- Texte visé : Projet de loi actualisant la programmation militaire pour les années 2024 à 2030 et portant diverses dispositions intéressant la défense, n° 2630
- Stade de lecture : 1ère lecture (1ère assemblée saisie)
- Examiné par : Commission de la défense nationale et des forces armées
Sous réserve de son traitement par les services de l'Assemblée nationale et de sa recevabilité
Rédiger ainsi l’alinéa 51 :
« La France met fin à sa participation au programme de char de combat du futur MGCS. Au regard des annonces de la ministre des Armées faisant état d’un retard de l’ordre d’une dizaine d’années, la coopération engagée avec l’Allemagne constitue un échec qu’il convient d’acter définitivement. La solution de char intermédiaire ne saurait, à elle seule, garantir la pérennité de la filière industrielle.
« En conséquence, le Gouvernement engage les travaux nécessaires à la définition et à la mise en œuvre d’une solution nationale souveraine permettant d’assurer, dans des délais compatibles avec les besoins opérationnels des armées, le renouvellement des capacités de combat terrestre. »

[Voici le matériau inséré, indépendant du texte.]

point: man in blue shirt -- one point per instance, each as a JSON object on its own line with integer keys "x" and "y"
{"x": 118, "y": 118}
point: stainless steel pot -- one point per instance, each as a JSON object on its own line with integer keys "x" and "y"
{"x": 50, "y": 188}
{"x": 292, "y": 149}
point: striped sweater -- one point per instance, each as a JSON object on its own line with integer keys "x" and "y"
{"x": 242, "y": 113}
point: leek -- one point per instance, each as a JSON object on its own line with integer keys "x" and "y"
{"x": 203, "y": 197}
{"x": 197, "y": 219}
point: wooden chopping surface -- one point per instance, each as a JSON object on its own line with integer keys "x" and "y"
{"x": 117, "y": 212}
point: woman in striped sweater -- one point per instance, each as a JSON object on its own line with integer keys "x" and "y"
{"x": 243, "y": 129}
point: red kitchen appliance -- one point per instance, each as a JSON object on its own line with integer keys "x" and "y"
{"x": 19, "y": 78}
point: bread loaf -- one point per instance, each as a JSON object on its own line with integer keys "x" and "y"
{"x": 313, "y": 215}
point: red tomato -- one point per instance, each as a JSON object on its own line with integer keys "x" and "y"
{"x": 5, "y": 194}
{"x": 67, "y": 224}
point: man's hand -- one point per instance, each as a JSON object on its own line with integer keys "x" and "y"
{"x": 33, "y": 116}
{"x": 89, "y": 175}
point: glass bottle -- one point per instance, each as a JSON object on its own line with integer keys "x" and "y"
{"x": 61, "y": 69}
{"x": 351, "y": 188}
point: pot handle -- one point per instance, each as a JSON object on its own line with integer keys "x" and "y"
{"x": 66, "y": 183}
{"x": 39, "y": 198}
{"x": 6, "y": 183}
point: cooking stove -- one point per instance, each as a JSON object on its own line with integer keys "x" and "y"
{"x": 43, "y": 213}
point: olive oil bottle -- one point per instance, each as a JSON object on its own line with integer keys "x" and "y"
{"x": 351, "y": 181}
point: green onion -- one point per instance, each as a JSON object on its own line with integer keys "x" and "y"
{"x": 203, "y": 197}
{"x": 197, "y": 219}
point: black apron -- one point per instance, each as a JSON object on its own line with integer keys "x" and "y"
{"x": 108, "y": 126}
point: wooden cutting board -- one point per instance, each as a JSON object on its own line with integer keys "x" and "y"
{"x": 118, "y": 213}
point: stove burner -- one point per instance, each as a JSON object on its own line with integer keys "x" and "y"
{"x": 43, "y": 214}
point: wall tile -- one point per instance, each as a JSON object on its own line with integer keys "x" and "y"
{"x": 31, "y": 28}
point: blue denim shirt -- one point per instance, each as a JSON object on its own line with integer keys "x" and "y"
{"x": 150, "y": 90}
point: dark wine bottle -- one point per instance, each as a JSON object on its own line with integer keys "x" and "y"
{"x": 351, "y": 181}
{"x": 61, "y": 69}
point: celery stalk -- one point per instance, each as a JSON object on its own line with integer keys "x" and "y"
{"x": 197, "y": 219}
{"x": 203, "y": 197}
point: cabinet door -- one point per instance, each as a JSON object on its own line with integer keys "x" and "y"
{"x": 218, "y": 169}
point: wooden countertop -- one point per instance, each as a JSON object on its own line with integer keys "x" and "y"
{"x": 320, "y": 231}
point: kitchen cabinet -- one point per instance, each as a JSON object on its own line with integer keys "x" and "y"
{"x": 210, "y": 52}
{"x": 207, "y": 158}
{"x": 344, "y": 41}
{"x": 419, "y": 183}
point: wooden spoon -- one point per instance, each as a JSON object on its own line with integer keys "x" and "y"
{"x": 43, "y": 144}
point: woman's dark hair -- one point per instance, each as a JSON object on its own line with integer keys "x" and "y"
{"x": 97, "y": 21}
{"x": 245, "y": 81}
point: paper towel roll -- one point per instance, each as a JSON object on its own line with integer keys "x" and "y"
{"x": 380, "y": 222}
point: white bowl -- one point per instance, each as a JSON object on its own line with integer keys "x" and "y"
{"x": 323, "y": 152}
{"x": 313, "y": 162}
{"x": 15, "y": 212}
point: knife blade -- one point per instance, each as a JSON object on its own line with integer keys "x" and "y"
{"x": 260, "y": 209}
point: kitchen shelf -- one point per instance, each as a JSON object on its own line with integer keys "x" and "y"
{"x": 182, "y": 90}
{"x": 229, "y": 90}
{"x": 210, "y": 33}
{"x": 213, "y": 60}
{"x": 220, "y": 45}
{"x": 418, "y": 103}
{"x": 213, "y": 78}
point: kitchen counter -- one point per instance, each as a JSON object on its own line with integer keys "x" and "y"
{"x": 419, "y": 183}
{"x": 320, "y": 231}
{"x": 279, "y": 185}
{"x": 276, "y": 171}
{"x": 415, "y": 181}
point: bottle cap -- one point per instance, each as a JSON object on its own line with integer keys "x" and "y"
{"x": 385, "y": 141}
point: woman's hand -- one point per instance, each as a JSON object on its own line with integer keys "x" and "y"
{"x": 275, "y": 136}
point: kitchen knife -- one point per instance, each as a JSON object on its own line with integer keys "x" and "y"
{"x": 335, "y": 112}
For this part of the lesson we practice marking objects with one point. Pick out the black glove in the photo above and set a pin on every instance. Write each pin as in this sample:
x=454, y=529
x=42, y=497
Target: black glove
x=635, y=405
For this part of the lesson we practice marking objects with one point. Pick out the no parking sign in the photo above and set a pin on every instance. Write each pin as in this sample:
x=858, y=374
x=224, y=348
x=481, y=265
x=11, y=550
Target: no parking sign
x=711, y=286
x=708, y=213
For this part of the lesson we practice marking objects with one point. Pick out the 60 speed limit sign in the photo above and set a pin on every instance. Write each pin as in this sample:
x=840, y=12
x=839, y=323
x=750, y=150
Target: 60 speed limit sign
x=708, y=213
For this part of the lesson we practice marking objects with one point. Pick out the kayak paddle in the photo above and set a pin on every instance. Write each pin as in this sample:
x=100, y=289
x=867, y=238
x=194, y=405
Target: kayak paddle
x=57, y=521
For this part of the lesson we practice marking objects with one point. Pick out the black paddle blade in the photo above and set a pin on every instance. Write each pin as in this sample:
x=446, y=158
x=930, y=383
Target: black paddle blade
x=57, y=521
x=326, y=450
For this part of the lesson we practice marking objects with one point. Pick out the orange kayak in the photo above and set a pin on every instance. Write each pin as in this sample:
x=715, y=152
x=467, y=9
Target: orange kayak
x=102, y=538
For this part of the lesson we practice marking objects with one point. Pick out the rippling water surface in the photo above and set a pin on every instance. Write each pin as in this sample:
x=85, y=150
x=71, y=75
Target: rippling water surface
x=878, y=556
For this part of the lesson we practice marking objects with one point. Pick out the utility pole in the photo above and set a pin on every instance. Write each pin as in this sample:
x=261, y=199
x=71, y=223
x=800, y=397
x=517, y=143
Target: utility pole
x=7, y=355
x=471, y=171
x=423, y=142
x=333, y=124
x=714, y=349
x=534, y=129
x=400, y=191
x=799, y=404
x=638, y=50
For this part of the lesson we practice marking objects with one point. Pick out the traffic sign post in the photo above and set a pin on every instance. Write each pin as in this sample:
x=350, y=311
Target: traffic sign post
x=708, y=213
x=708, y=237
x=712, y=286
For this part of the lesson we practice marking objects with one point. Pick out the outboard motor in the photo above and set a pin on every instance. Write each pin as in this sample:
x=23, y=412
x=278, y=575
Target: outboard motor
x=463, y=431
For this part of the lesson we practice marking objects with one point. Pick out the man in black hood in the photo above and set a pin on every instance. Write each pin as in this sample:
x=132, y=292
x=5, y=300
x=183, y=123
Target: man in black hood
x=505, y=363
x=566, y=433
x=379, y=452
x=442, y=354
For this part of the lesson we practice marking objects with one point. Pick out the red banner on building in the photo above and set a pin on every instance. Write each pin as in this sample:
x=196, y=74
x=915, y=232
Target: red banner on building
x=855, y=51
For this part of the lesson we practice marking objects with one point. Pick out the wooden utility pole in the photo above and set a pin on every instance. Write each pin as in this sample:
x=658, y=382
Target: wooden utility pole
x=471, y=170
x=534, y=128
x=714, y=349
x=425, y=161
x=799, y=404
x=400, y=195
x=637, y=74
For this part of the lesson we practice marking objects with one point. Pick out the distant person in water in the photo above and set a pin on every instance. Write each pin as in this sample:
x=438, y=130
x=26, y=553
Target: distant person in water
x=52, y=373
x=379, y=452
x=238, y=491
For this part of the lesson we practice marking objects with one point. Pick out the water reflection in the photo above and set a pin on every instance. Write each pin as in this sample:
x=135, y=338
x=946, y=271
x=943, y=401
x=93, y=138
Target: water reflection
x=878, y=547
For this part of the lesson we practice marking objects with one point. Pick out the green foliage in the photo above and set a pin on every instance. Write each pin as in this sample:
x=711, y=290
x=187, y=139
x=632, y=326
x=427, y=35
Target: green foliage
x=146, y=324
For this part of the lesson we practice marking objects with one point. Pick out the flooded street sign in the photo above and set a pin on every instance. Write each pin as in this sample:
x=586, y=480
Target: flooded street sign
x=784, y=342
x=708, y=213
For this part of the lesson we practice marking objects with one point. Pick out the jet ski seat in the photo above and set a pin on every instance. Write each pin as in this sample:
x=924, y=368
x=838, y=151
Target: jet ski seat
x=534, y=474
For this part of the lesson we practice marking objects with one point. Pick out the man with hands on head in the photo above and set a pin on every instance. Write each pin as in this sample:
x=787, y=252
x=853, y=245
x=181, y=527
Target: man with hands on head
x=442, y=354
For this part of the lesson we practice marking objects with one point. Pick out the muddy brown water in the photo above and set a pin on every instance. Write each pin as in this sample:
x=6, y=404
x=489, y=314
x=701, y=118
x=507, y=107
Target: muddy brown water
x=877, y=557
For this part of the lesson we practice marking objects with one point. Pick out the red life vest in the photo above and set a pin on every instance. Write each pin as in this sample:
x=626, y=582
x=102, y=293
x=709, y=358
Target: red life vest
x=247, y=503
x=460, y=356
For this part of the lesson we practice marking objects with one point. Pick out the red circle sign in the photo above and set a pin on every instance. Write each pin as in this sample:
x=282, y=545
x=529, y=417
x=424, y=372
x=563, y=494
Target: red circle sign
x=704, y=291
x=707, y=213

Par cet amendement, le groupe LFI propose de mettre fin à la participation de la France au programme MGCS.
Alors que ce programme devait structurer le renouvellement des capacités de combat terrestre à l’horizon 2040, il accuse désormais des retards considérables. En l’espace d’un an, le calendrier a été profondément dégradé, conduisant à un décalage estimé à près de dix années selon les propos de la ministre en audition.
Cette situation place la France dans une impasse capacitaire prévisible, l’obligeant à envisager une solution intermédiaire, qui sera, de fait, en partie dépendante de partenaires étrangers, notamment allemands.
Ces difficultés ne sont pas nouvelles et s’inscrivent dans une série de coopérations marquées par des divergences d’intérêts, des déséquilibres industriels et des blocages récurrents.
Dès lors, il apparaît nécessaire de tirer les conséquences de ces échecs et de réorienter notre stratégie vers une solution pleinement souveraine, maîtrisée par la France tant sur le plan industriel que capacitaire.